Great Questions to Ask
We have been chatting recently about spending time with those who are spiritually disconnected. And, how to have the same heart for the lost that Jesus had. In the process we saw that we don’t need to know the answers to all the questions that we will be asked as we engage in conversations with the spiritually disconnected. Today, let’s look at some of the questions that we could ask a non-believer as we speak with them informally…
As you watch the Holy Spirit open doors for spiritual conversations, you can feel free to ask some questions that might spark meaningful interaction. Don’t be afraid to ask good questions and really listen to people’s answers. The point of a well-asked question is not to set you up to unload your spiritual wisdom on others, but to create space for meaningful discussion. Of course, If the door opens to share your story of faith or the gospel message, then wonderful! Walk through that door. But you can have a meaningful spiritual conversation without having to close it with a gospel presentation.
Here are some questions that could move your conversation with non-believers to deeper levels of spiritual interaction:
- What are some joys you are experiencing in this season of your life?
Most people would love to share about the good things in their lives, but they are afraid that others won’t care. Just by asking and listening, you open the door for great interaction. Also, if there are clear signs that God is blessing their life, you could open the door for conversation about the source of all good things.
- What challenges and struggles are you facing?
People will share their pains and hurts with someone who really cares about them and takes the time to listen. As they share, you may find that it becomes an opportunity to minister the grace of Jesus. Sharing struggles can also create space for you to pray for or with them.
- What is your personal history when it come to faith and God?
This question is not so much about what people believe as it is about their personal histories. A person might say, “I have no history when it comes to religion,” or “I grew up going to Mass every week and my parents are quite devout,” or “I have always been very spiritual and I still read my horoscope daily and do a lot of meditation.” No matter what answer they give, you end up learning something about their journey that may allow you to move the conversation to a deeper level.
- What do you believe about God?
With this question, we move into more personal convictions and beliefs. Again, no matter how they answer, remember that you are learning and already going deeper than a typical conversation. Some Christians feel pressured to correct “wrong thinking” or “errant theology” in their conversation with non-believers. Try not to do this.

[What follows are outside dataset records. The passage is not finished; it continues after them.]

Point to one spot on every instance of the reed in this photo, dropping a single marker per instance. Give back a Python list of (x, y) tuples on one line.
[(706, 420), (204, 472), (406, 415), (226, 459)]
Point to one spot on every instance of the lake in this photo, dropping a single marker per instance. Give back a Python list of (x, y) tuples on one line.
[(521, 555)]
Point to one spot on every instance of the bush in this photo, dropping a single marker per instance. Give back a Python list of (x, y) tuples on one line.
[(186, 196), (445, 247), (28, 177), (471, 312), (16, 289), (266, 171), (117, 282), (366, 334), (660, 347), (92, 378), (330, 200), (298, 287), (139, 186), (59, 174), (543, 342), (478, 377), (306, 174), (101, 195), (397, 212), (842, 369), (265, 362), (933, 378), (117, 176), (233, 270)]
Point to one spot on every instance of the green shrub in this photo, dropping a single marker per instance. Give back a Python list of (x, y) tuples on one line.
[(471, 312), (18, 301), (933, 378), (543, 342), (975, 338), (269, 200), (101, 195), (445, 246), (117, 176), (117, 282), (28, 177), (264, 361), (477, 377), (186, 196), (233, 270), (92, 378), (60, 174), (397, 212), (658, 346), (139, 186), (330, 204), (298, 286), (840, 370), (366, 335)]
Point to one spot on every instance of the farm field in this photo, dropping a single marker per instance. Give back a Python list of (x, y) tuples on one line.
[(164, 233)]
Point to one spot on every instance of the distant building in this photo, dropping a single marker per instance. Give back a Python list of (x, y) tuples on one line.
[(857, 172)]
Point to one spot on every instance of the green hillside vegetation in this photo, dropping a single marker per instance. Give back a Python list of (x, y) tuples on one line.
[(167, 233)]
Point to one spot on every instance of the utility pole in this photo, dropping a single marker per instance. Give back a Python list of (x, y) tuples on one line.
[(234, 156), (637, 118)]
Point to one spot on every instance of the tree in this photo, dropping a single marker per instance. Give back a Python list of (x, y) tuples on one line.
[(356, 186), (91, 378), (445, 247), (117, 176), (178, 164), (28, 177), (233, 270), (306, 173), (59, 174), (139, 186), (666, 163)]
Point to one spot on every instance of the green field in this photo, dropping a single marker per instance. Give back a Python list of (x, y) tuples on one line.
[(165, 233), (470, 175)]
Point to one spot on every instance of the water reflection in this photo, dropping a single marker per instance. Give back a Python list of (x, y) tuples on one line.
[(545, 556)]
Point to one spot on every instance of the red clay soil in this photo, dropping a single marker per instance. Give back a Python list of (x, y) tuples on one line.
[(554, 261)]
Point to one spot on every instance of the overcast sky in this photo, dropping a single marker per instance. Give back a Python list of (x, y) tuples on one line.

Just listen and learn where they are coming from; then you’ll gain a sense of where they still need to go on their journey toward Jesus.
- What if your perception of Christians?
Or put another way, “What is your perception of Christianity or of the Christian church?” It takes courage to ask this question, listen, and not get defensive. But I have found that it can be an open door to deeper conversation.
When it comes to asking good questions, the key is to keep them open-ended. Create space to talk. Don’t become defensive and tell people where they are wrong. Just listen, learn, hear their hearts, and get a sense of where they are in their spiritual journeys. Even an angry atheist is on a journey. They are just very far from God. By listening to their perspective, you can learn how to pray, reach out, and walk with them toward the Saviour.